Television Series #3:
“Normal People” (2020) swept the nation when it was released as a Hulu original, after generating widespread fanfare as a novel of the same name by Sally Rooney, even appearing on former president Barack Obama’s top favorites list. Taking place in the fictional small town of Carricklea, Ireland, the first portion of the story follows teenagers Marianne Sheridan (Daisy Edgar-Jones) and Connell Waldron (Paul Mescal), who attend the same private high school, but fall into very different crowds. Connell is considerably more popular, an athlete who has a large group of friends, whereas Marianne is a quippy loner who prides herself on her superior intelligence and self-sufficiency. They quietly become friends when Connell goes to pick his mother up from Marianne’s residence where she works as a cleaning lady. The two come from starkly different backgrounds and their growing romantic tension is obstructed by their social circles and the desire to remain status quo.
Marianne comes from money, but her family is difficult – her brother is abusive, her mother cold and distant, and her father non-existent. Connell has a close, loving relationship with his single mom, but they struggle for means. “Normal People” thoughtfully depicts the consequences of trauma, miscommunications, self-loathing and insecurity, as Marianne and Connell embark on a romance that changes their lives forever, inextricably tying them to one another for years to come.
The novel is emotive and simple. It is heartbreaking and intelligent. Rooney writes the characters with such depth and specificity that the feelings become transferrable to the reader in a way that is difficult to master. To bring a work like this to the screen with the same level of visceral intensity was no easy feat and expectations were high for creators Lenny Abrahamson (Academy Award winning director of 2015’s “Room”) and English director Hettie Macdonald (“Doctor Who“). Magnificently, and with the screenwriting help by the author herself (Rooney teamed with Alice Birch and Mark O’Rowe), the series achieves the same level of potency as the book.
Edgar-Jones and Mescal, as a pair, have the best on-screen chemistry since “The Notebook” (2004) and the performances are completely tender and uninhibited throughout. It often feels like the viewers are peering through the walls, watching something personal and intimate. The series, given its longer running time (as opposed to settling for a 2 hour film of sorts), is illuminating and nuanced. It is one of the most delightfully emotive shows of its time, and reflects the millennial age group with more depth and sincerity than the usual slate. It is bleak in its realistic approach, refusing to compromise.

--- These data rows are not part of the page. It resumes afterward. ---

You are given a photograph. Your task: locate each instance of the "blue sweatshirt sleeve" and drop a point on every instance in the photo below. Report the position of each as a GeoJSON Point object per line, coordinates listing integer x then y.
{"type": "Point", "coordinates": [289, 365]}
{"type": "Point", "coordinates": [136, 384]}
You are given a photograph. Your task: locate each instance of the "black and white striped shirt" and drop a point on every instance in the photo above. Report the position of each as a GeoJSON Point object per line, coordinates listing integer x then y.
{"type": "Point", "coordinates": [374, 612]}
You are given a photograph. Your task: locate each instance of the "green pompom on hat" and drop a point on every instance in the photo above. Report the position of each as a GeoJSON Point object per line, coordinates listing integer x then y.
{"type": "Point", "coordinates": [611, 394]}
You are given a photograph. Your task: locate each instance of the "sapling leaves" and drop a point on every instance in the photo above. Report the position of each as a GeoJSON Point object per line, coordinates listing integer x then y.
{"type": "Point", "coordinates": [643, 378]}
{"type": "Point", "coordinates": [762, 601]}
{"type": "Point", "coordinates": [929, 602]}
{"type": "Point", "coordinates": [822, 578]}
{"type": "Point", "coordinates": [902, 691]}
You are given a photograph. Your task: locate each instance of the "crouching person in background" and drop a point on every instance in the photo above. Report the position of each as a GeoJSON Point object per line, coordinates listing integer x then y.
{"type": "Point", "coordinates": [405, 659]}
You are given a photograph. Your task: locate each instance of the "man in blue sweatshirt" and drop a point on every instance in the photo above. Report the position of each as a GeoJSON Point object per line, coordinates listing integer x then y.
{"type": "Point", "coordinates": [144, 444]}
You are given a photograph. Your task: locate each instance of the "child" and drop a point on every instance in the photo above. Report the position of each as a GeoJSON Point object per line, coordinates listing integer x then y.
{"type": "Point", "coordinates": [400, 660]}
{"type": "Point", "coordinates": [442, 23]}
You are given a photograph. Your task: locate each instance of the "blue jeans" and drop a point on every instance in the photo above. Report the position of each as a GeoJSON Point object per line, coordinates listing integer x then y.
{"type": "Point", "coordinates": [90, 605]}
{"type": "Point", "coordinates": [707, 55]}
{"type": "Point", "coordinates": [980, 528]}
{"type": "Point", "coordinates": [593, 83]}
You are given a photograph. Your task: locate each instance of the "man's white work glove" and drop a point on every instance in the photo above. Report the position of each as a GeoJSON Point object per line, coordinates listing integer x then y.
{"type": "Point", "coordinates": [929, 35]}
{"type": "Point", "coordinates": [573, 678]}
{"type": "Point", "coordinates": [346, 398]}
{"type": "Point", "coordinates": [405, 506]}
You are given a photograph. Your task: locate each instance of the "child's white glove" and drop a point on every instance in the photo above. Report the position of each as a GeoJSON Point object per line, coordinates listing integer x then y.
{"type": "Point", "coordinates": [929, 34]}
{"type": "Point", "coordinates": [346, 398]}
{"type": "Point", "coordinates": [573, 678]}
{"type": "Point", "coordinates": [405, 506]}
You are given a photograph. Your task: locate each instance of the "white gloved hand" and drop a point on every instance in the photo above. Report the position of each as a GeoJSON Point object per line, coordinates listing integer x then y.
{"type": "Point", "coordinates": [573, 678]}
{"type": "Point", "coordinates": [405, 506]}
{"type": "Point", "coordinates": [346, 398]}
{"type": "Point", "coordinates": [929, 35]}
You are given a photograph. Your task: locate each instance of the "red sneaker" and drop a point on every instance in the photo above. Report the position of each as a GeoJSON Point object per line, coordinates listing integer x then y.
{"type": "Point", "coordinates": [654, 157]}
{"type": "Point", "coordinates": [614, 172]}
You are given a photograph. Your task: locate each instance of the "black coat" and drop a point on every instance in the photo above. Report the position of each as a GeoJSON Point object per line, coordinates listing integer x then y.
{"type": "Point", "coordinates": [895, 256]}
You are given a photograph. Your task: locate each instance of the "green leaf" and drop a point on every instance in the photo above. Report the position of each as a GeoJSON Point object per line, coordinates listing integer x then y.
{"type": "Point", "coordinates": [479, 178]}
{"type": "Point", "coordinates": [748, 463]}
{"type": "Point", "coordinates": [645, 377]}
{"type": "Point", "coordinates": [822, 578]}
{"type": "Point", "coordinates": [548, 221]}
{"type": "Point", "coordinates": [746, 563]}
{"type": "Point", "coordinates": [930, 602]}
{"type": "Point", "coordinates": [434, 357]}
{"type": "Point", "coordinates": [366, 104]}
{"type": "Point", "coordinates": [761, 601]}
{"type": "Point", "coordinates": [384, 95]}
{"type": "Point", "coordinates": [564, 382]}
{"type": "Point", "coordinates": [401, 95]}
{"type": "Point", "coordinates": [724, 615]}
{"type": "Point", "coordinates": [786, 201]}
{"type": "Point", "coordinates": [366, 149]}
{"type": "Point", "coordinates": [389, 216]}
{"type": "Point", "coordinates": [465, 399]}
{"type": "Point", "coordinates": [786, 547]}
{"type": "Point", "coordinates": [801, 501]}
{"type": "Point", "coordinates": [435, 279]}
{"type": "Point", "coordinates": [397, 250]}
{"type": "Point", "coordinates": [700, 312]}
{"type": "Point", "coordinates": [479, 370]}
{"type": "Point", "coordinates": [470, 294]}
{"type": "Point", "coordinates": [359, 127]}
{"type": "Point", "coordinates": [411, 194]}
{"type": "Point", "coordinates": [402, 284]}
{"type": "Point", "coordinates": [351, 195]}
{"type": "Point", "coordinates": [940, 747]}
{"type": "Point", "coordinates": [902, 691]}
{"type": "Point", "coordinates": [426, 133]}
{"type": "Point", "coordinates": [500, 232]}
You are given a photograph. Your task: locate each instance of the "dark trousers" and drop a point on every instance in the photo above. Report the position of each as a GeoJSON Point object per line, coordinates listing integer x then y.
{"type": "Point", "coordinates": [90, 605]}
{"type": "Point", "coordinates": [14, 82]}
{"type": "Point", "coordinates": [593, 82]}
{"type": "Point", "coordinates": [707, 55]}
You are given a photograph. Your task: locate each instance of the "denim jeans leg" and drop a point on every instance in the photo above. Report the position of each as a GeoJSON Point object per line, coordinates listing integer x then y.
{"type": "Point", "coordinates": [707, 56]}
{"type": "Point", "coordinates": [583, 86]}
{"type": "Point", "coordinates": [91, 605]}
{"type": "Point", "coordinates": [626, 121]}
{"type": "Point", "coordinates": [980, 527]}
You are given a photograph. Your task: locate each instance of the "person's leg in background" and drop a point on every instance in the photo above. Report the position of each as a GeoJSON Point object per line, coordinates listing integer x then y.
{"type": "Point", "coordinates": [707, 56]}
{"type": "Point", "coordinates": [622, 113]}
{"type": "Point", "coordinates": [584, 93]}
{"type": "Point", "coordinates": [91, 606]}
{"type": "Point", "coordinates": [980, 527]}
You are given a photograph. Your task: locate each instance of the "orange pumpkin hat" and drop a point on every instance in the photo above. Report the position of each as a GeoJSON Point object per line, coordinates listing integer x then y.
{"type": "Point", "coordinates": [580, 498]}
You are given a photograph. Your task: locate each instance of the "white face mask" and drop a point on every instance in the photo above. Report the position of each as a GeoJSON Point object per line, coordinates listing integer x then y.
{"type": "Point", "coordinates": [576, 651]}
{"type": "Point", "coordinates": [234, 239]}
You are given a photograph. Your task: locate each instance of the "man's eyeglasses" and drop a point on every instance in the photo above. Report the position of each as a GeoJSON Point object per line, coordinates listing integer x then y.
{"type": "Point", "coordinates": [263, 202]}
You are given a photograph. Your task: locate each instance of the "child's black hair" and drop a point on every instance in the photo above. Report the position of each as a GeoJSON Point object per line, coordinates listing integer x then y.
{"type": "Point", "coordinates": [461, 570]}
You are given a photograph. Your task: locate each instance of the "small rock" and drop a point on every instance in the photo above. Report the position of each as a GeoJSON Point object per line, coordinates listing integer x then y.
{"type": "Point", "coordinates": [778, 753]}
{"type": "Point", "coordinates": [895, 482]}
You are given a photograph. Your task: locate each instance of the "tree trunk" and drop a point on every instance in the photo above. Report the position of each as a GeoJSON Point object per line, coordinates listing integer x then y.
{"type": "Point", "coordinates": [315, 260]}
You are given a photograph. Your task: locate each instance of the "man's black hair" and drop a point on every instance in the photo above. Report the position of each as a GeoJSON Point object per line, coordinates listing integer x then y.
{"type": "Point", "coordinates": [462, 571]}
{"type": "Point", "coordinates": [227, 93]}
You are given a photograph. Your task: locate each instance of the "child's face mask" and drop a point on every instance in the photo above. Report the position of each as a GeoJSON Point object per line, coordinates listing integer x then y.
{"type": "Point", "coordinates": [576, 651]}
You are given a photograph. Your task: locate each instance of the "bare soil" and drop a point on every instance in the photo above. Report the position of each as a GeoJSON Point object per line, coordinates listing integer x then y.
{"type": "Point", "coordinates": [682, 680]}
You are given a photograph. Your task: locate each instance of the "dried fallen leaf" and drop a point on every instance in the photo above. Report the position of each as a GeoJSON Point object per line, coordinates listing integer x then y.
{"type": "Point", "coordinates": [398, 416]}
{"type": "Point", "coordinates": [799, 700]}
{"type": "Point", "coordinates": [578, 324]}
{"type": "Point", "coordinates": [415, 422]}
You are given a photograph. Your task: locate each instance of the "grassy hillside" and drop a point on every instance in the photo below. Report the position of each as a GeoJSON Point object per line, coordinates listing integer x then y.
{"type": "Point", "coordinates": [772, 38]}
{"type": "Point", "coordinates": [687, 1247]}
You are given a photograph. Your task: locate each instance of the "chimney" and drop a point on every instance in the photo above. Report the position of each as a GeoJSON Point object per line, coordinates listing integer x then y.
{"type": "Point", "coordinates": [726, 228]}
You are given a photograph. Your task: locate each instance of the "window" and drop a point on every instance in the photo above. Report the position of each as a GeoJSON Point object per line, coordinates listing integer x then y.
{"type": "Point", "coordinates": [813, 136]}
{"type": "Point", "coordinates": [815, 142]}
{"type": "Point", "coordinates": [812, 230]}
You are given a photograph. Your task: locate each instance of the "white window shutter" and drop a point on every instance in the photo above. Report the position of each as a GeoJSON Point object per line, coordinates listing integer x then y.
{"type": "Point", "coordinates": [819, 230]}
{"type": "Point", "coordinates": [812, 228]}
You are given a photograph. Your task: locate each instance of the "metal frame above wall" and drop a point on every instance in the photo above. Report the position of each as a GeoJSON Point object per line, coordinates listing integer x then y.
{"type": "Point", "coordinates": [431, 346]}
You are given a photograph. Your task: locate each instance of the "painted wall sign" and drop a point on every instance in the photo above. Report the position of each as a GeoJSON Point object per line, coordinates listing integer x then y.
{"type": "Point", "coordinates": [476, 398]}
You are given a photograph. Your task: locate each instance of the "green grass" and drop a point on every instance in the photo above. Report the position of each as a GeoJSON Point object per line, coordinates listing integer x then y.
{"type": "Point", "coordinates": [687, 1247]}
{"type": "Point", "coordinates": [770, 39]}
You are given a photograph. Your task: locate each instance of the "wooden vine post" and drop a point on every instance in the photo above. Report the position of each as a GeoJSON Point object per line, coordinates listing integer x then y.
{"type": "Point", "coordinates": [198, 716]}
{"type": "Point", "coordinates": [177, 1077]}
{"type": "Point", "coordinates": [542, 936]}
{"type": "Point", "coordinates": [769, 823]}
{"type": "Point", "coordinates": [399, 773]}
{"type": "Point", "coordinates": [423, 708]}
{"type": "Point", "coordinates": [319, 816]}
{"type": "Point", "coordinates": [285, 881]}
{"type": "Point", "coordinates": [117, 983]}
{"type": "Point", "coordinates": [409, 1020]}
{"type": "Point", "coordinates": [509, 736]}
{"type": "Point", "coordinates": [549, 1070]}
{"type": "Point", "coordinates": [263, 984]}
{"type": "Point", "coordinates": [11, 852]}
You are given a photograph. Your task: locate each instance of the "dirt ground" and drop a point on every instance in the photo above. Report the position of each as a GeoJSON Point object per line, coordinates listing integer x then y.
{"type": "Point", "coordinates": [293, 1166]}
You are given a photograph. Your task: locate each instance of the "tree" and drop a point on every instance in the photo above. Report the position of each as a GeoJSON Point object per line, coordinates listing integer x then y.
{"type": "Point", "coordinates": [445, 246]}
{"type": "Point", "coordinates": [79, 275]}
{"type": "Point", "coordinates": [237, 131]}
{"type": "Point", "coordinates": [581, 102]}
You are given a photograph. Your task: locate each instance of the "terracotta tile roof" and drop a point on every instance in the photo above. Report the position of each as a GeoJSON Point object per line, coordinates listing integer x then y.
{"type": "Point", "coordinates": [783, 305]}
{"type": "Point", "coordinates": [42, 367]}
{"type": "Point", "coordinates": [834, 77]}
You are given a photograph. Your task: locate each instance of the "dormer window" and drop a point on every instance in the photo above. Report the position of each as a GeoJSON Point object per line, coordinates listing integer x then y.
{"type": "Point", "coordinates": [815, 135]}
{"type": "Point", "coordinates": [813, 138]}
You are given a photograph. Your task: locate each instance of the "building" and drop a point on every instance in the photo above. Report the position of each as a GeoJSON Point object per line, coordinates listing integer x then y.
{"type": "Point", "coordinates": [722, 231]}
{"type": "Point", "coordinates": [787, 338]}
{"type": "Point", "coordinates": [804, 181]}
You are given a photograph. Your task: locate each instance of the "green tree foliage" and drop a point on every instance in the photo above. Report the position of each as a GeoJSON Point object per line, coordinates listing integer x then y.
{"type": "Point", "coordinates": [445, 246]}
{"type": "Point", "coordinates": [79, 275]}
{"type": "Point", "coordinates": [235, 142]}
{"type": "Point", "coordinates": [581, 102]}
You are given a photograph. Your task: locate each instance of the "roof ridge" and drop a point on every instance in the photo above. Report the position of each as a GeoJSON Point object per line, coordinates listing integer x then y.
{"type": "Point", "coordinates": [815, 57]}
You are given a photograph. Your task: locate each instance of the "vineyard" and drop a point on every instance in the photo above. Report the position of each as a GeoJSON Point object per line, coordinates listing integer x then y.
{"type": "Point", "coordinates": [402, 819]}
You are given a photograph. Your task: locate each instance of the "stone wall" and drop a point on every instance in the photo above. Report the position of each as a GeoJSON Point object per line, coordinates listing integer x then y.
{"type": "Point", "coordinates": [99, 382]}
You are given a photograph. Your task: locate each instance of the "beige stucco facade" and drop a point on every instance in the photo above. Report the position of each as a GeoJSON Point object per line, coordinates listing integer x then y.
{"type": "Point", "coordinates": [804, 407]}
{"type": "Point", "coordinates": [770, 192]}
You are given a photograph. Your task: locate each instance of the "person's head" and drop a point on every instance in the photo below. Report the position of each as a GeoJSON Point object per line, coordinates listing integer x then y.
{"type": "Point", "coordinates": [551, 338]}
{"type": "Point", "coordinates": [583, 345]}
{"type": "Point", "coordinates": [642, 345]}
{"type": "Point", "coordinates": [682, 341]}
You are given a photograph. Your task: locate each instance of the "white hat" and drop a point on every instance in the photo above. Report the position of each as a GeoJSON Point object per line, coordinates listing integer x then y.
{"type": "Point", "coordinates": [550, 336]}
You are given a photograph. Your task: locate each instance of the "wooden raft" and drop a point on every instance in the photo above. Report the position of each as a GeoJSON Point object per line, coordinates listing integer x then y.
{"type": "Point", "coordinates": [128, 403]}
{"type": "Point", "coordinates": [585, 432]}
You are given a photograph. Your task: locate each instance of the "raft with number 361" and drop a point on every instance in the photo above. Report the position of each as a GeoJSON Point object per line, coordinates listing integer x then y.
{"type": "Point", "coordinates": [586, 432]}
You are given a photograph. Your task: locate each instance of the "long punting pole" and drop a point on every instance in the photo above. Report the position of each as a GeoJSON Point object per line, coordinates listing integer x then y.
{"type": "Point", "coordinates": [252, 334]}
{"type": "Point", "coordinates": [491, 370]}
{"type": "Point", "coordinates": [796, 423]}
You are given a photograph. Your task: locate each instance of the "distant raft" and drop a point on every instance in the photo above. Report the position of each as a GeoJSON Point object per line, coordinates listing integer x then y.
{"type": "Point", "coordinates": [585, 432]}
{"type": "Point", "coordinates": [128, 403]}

This is a show that is felt more than merely watched. Relating to our most frustrated attempts to articulate ourselves in the technology-driven world, it sharpens in on the belabored process of trying to form something real in that superficiality, and also the very human inability to communicate in general. It is also just a really beautiful look at what it means to have a real connection with someone, and that no matter the outcome, lives are changed when those paths are crossed. “Normal People” is a must-see and should be enjoyed in both its forms.